Step 2: Install the necessary libraries

You need to install OpenCV. If you use PyCharm you can follow this tutorial.

Otherwise you can install the libraries as follows.

pip install opencv-python
pip install numpy
pip install xlsxwriter

Please ask if you have troubles with it.

Step 3: The code used to create the Mosaic in Excel

This will just provide the code for you to enjoy. The process code is used from the tutorial linked above, where it is described.

import cv2
import numpy as np
import xlsxwriter

def create_mosaic_in_excel(photo, box_height, box_width, col_width=2, row_height=15):
    # Get the height and width of the photo
    height, width, _ = photo.shape
    # Create Excel workbook and worksheet
    workbook = xlsxwriter.Workbook('mosaic.xlsx')
    worksheet = workbook.add_worksheet("Urgent")
    # Resize columns and rows
    worksheet.set_column(0, width//box_width - 1, col_width)
    for i in range(height//box_height):
        worksheet.set_row(i, row_height)
    # Create mosaic
    for i in range(0, height, box_height):
        for j in range(0, width, box_width):
            # Create region of interest (ROI)
            roi = photo[i:i + box_height, j:j + box_width]
            # Use numpy to calculate mean in ROI of color channels
            b_mean = np.mean(roi[:, :, 0])
            g_mean = np.mean(roi[:, :, 1])
            r_mean = np.mean(roi[:, :, 2])
            # Convert mean to int
            b_mean_int = b_mean.astype(int).item()
            g_mean_int = g_mean.astype(int).item()
            r_mean_int = r_mean.astype(int).item()
            # Create color code
            color = '#{:02x}{:02x}{:02x}'.format(r_mean_int, g_mean_int, b_mean_int)
            # Add color code to cell
            cell_format = workbook.add_format()
            cell_format.set_bg_color(color)
            worksheet.write(i//box_height, j//box_width, "", cell_format)
    # Close and write the Excel sheet
    workbook.close()

def main():
    photo = cv2.imread("rune.png")
    number_cols = 50
    number_rows = 45
    # Get height and width of photo
    height, width, _ = photo.shape
    box_width = width // number_cols
    box_height = height // number_rows
    # To make sure that it we can slice the photo in box-sizes
    width = (width // box_width) * box_width
    height = (height // box_height) * box_height
    photo = cv2.resize(photo, (width, height))
    # Create the Excel mosaic
    create_mosaic_in_excel(photo.copy(), box_height, box_width, col_width=2, row_height=15)

main()

Step 4: What to modify

The above tutorial assumes a photo of me in rune.png. I used the one taken from this page. You should obviously change it to something else.

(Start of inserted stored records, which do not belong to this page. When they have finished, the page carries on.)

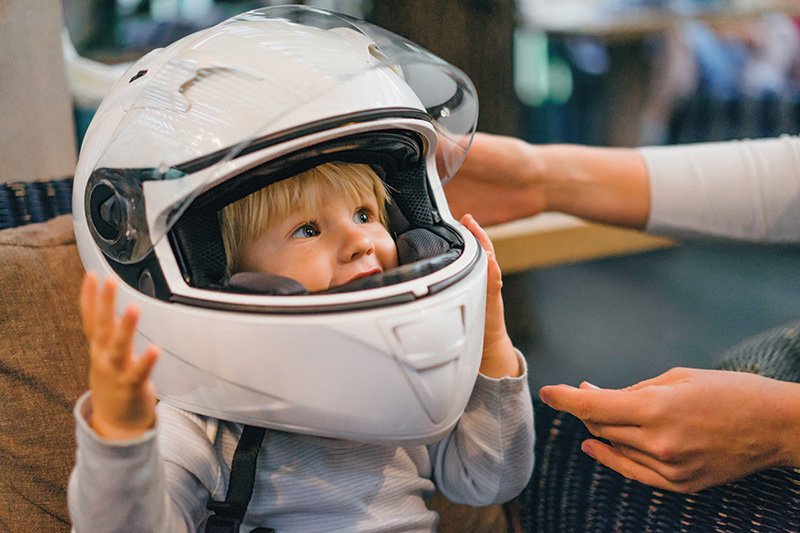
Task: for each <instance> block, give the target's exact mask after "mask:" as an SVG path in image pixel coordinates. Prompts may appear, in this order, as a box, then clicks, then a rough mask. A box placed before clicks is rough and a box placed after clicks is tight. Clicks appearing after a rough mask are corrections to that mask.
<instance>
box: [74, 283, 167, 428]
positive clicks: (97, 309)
mask: <svg viewBox="0 0 800 533" xmlns="http://www.w3.org/2000/svg"><path fill="white" fill-rule="evenodd" d="M116 295H117V282H116V281H115V280H113V279H107V280H106V281H105V283H103V286H102V287H101V288H99V287H98V280H97V276H96V275H95V274H94V273H93V272H89V273H87V274H86V276H85V277H84V279H83V285H82V286H81V294H80V309H81V318H82V319H83V330H84V332H85V333H86V338H87V339H88V341H89V356H90V361H89V362H90V365H89V387H90V389H91V391H92V418H91V420H90V424H91V426H92V428H93V429H94V430H95V431H96V432H97V433H98V434H99V435H101V436H103V437H106V438H109V439H114V440H125V439H132V438H136V437H137V436H139V435H141V434H142V433H144V432H145V431H147V430H148V429H150V428H152V427H153V425H154V424H155V419H156V414H155V406H156V395H155V390H154V387H153V384H152V382H151V381H150V372H151V371H152V370H153V366H154V365H155V363H156V359H157V357H158V348H157V347H156V346H154V345H151V346H149V347H148V348H147V349H146V350H145V351H144V353H143V354H142V355H141V356H140V357H138V358H137V357H135V356H134V354H133V336H134V333H135V331H136V322H137V320H138V319H139V311H138V310H137V309H136V308H135V307H132V306H130V307H128V308H127V309H126V310H125V313H124V314H123V315H122V318H121V319H117V317H116V315H115V313H114V307H115V305H114V303H115V300H116Z"/></svg>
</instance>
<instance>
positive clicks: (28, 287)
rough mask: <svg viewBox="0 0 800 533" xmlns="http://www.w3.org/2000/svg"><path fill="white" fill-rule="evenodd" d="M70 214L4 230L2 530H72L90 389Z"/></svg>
mask: <svg viewBox="0 0 800 533" xmlns="http://www.w3.org/2000/svg"><path fill="white" fill-rule="evenodd" d="M82 276H83V267H82V265H81V262H80V259H79V257H78V252H77V248H76V246H75V238H74V235H73V231H72V217H71V216H69V215H64V216H60V217H58V218H55V219H52V220H50V221H48V222H44V223H42V224H32V225H29V226H23V227H20V228H14V229H7V230H3V231H0V335H1V336H2V349H0V401H1V402H2V404H1V405H2V407H0V465H2V466H0V530H2V531H12V532H15V531H69V516H68V513H67V506H66V486H67V480H68V477H69V472H70V470H71V467H72V464H73V462H74V455H75V452H74V448H75V445H74V430H73V428H74V422H73V418H72V406H73V404H74V403H75V400H76V399H77V398H78V396H79V395H80V394H81V392H82V391H83V390H85V389H86V375H87V353H88V352H87V347H86V342H85V340H84V337H83V333H82V332H81V329H80V319H79V316H78V304H77V297H78V290H79V287H80V282H81V278H82Z"/></svg>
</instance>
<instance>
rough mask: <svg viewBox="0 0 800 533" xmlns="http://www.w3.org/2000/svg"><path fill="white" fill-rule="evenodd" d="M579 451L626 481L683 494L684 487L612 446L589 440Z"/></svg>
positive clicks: (683, 491)
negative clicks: (583, 452)
mask: <svg viewBox="0 0 800 533" xmlns="http://www.w3.org/2000/svg"><path fill="white" fill-rule="evenodd" d="M581 450H582V451H583V452H584V453H585V454H587V455H589V456H590V457H592V458H593V459H594V460H596V461H597V462H598V463H600V464H602V465H604V466H607V467H608V468H610V469H612V470H614V471H615V472H618V473H619V474H621V475H623V476H625V477H626V478H628V479H633V480H635V481H639V482H640V483H644V484H645V485H650V486H651V487H657V488H661V489H666V490H672V491H676V492H685V486H683V485H682V484H680V483H675V482H673V481H670V480H669V479H667V478H666V477H664V476H663V475H661V474H660V473H659V472H657V471H656V470H653V469H652V468H650V467H648V466H646V465H644V464H641V463H639V462H637V461H635V460H633V459H631V458H630V457H628V456H626V455H625V454H624V453H622V452H621V451H620V450H617V449H615V448H614V447H613V446H609V445H608V444H605V443H603V442H600V441H598V440H593V439H590V440H586V441H583V443H582V444H581Z"/></svg>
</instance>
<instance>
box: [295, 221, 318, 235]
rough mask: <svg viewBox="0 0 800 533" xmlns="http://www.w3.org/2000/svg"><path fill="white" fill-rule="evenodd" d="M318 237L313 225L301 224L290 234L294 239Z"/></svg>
mask: <svg viewBox="0 0 800 533" xmlns="http://www.w3.org/2000/svg"><path fill="white" fill-rule="evenodd" d="M317 235H319V230H318V229H317V228H316V226H314V225H313V224H303V225H302V226H300V227H299V228H297V229H296V230H294V233H292V238H294V239H307V238H309V237H316V236H317Z"/></svg>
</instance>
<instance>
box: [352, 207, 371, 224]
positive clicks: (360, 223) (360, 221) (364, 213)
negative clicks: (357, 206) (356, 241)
mask: <svg viewBox="0 0 800 533" xmlns="http://www.w3.org/2000/svg"><path fill="white" fill-rule="evenodd" d="M369 221H370V216H369V210H367V209H365V208H362V209H359V210H358V211H356V212H355V213H354V214H353V222H355V223H356V224H366V223H367V222H369Z"/></svg>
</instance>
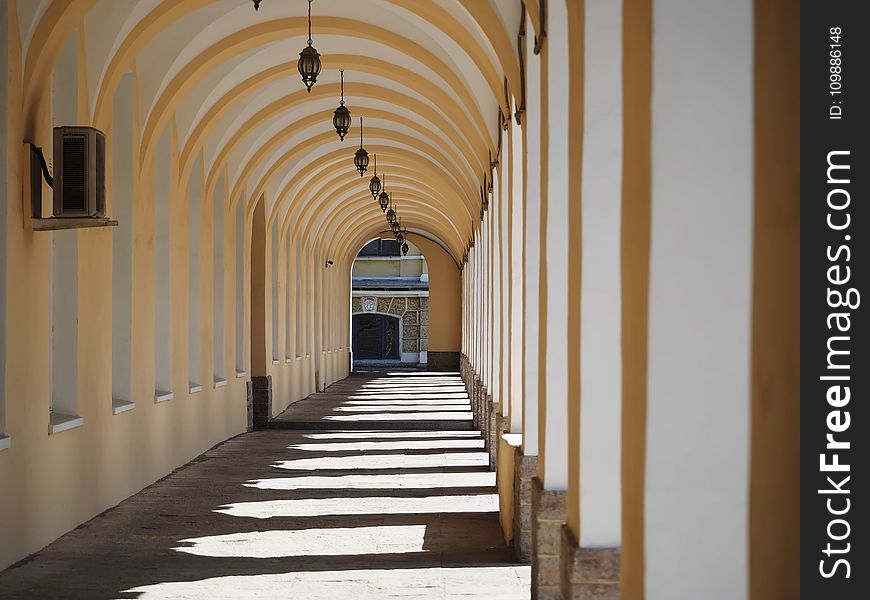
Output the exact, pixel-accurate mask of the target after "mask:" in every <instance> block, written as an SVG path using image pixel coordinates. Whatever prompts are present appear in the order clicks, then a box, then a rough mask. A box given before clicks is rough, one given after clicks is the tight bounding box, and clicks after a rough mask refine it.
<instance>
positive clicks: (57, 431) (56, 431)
mask: <svg viewBox="0 0 870 600" xmlns="http://www.w3.org/2000/svg"><path fill="white" fill-rule="evenodd" d="M84 424H85V420H84V419H83V418H81V417H80V416H78V415H67V414H64V413H56V412H52V413H49V422H48V433H49V435H51V434H54V433H61V432H63V431H69V430H70V429H75V428H76V427H81V426H82V425H84Z"/></svg>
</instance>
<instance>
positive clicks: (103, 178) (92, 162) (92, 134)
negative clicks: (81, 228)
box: [53, 127, 106, 218]
mask: <svg viewBox="0 0 870 600" xmlns="http://www.w3.org/2000/svg"><path fill="white" fill-rule="evenodd" d="M53 191H54V194H53V196H54V216H55V217H58V218H64V217H77V218H82V217H105V216H106V135H105V134H104V133H103V132H101V131H98V130H97V129H94V128H93V127H55V128H54V186H53Z"/></svg>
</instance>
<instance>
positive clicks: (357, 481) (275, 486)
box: [245, 471, 495, 490]
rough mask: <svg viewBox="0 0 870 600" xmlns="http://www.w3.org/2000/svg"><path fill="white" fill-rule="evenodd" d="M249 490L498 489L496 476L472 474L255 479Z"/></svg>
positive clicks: (246, 486) (482, 471)
mask: <svg viewBox="0 0 870 600" xmlns="http://www.w3.org/2000/svg"><path fill="white" fill-rule="evenodd" d="M245 486H246V487H252V488H258V489H261V490H339V489H359V490H387V489H418V490H419V489H443V488H462V487H492V486H495V472H493V471H480V472H471V473H397V474H390V475H337V476H333V477H324V476H321V475H310V476H304V477H275V478H271V479H253V480H251V481H249V482H247V483H246V484H245Z"/></svg>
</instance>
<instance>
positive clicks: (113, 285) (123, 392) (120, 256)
mask: <svg viewBox="0 0 870 600" xmlns="http://www.w3.org/2000/svg"><path fill="white" fill-rule="evenodd" d="M110 143H111V145H112V173H111V177H112V180H111V181H112V198H111V199H110V201H111V205H112V217H113V218H114V219H116V220H117V221H118V226H117V227H114V228H112V398H114V399H116V400H122V401H126V402H129V401H130V400H131V396H130V375H131V372H130V366H131V363H130V360H131V352H130V351H131V344H132V335H133V302H132V301H133V150H132V148H133V77H132V75H131V74H130V73H128V74H127V75H125V76H124V79H123V80H122V81H121V84H120V85H119V86H118V91H117V92H116V93H115V105H114V110H113V127H112V138H111V140H110Z"/></svg>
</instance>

You can change how many columns and rows in the Excel sheet the mosaic should be. This is done by changing the values of number_cols and number_rows.

Then you can change the values of col_width=2 and row_height=15.

In the YouTube video I use this free picture from Pexels (download) and modify number_cols = 100 and number_rows = 90, and col_width=1 and row_height=6.